Another machine that was not quite a normal "Run-Of-The-Mill" piece of equipment,
for a large strip mine, was the BE 450 W Diesel Dragline. In the forties, this
type of dragline would have been the norm, but in 1956 it was outdated. It was
just a little large too be used for digging ditches and a little small for stripping.
Regardless of whether it was out of place or not, it was certainly used at the
River Queen Mine. It was one of the first pieces to become operational at River
Queen Mine and one of the last to be shut down. The 450 W Dragline had a diesel
powered, locomotive engine and thus, was not limited in operation by an electrical
power source. There was some idle time, but for the most part, this old and
small dragline kept busy.

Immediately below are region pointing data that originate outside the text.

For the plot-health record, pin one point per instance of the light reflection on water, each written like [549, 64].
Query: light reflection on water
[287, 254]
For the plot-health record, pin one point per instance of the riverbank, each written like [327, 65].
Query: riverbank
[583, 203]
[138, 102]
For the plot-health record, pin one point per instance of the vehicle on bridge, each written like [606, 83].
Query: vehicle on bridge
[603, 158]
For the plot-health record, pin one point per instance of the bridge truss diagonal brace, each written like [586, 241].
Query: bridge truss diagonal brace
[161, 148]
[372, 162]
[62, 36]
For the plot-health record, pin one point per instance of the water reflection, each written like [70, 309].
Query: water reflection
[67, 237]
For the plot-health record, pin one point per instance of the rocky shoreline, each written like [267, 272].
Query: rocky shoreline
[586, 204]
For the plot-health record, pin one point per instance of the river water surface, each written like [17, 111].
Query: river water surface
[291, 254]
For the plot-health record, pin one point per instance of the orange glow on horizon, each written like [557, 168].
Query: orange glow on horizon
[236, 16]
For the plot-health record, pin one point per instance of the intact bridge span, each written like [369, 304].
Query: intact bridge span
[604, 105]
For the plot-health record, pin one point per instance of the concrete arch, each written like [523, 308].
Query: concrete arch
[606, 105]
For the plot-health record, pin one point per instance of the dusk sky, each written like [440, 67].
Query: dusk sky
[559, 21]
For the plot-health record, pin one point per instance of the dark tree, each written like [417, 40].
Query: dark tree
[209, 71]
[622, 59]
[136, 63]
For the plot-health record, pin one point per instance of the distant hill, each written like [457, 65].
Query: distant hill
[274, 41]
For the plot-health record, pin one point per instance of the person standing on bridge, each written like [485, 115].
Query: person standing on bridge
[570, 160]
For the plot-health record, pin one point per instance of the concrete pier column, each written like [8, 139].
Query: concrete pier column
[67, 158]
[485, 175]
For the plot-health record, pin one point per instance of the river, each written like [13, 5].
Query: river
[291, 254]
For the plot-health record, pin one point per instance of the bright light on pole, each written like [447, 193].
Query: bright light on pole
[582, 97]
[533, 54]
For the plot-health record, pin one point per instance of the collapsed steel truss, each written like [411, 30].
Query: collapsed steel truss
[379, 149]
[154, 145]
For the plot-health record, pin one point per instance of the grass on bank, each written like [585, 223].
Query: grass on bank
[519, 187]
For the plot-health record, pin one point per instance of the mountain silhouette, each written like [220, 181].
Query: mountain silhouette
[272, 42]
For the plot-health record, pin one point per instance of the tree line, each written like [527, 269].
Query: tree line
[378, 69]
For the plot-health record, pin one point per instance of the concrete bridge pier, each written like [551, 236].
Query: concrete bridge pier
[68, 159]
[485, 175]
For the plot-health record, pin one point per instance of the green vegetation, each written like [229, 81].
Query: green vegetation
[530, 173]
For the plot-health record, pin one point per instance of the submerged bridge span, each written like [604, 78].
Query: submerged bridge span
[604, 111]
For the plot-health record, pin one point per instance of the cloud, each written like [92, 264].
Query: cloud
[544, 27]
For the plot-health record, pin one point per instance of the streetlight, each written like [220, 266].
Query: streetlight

A year or so before the mine was closed, this machine
was cut in half, loaded on large trucks, and crossed under Western Kentucky
Parkway. It was then welded back together and placed in operation where it stripped
on the South side of the parkway for several months. By now, River Queen had run
out of coal and a "Shut Down" mode was started. From 1956 until about 1990, a
period of almost 35 years, this grand old mine removed the coal from Western Kentucky,
help make a profit for Peabody Coal Company, provided a means for earning a living
for hundreds of coal miners, was a major source of revenue for Muhlenberg County,
and a main contributor for the economy of Kentucky as well as several counties
in the area. Countless small companies were started and most survived by providing
some type of a service to the River Queen Mine. The BE 450 W played a major part
in this overall operation. I think the old dragline was salvaged after the operation
on the South side of the Western Kentucky Parkway.
As always, if you are still reading this printed material, thanks for your time
and patience. Without any readers or lookers, this web page would be for naught.